I built an RL trading agent for crypto futures. Here’s why I abandoned supervised learning for Reinforcement Learning.
A lot of people start algotrading by training an LSTM to predict the next bar’s close. I did too, until I realized trading is a control problem, not a prediction problem. A supervised model predicting a price move with 53% accuracy can still lose money once you factor in fees, slippage, and path-dependent equity.
I recently finished a deep-dive on my autonomous trading architecture, which runs a single Recurrent Soft Actor-Critic (SAC) agent managing a portfolio of six Binance perpetuals (DOGE, BNB, SOL, XRP, ADA, LTC) from a shared equity pool.
Here are the biggest architectural shifts that made it work:
Portfolio Agent > Independent Agents: Six independent agents will demand 6x leverage when the whole market rallies. A single agent observing all six markets jointly (via a MultiheadAttention layer) emits a 13-way softmax over positions and cash. Cash competes for weight, forcing the agent to learn when to step aside.

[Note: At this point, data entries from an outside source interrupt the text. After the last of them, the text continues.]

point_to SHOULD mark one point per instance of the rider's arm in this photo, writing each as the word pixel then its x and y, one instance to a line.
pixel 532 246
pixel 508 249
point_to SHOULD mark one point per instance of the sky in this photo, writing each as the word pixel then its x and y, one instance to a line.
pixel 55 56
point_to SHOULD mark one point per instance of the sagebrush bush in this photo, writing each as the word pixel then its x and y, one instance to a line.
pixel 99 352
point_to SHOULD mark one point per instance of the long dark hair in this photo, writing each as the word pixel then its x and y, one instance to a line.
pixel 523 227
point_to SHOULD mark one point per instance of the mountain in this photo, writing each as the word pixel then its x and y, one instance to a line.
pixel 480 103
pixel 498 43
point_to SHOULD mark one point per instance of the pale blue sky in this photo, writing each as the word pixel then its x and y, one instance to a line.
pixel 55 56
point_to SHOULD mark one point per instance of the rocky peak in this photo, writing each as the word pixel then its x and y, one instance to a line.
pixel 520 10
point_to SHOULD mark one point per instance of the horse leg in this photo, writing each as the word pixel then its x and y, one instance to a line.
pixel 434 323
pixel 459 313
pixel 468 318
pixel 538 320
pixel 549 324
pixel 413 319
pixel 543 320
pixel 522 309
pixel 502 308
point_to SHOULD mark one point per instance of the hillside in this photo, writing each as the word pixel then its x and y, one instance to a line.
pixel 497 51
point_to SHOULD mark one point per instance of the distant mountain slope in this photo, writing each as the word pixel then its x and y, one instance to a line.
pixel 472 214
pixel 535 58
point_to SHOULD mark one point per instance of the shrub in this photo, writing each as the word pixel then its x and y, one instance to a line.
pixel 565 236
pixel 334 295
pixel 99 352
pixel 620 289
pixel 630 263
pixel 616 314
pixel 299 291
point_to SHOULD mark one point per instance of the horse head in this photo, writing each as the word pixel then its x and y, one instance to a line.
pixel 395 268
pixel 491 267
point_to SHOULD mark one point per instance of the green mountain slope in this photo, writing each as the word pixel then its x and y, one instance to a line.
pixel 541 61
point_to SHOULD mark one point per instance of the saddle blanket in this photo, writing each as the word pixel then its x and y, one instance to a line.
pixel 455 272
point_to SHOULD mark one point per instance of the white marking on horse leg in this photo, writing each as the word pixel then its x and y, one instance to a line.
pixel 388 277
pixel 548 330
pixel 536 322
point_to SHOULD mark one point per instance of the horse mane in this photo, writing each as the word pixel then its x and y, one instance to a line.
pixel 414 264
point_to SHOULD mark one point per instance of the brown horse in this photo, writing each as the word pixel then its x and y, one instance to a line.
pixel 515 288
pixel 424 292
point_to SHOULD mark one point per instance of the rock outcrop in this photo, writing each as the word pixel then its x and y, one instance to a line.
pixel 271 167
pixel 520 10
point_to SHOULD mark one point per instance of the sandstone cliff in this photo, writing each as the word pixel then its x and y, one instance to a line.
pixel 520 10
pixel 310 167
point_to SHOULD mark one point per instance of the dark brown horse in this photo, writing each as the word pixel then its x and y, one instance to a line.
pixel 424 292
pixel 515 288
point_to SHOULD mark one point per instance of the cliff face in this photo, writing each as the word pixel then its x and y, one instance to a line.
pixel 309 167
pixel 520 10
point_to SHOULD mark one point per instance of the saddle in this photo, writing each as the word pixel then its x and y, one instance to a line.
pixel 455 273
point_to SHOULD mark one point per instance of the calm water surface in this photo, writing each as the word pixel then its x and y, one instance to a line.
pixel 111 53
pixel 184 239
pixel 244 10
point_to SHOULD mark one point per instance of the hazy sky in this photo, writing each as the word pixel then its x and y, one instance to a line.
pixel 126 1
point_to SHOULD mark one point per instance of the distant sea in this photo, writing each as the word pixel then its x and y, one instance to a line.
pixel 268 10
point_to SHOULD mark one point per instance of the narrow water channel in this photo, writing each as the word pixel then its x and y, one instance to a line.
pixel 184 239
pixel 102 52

Differential Sharpe Reward: Naive step-return rewards teach agents to take huge, volatile bets. Using differential Sharpe (a running EMA of risk-adjusted return) grades the agent on a curve. You don’t get extra credit for a 3% day if your variance shoots up to make it.
Preventing Leakage in Walk-Forward: I use a 128-step purge gap between train and validation folds. If you have rolling lookback features (like realized_vol_72), the last training bar bleeds into the validation window without this gap.
Transformer vs LSTM: Used a 2-layer Transformer for the market encoder. It allows direct attention to any prior bar in the 96-bar window. To fit this on a single 15GB GPU, turning on gradient checkpointing was mandatory—saving ~24GB of peak memory at the cost of one extra forward pass.
Happy to answer any questions on the data pipeline or why stationary/fractionally differenced features are absolute lifesavers here.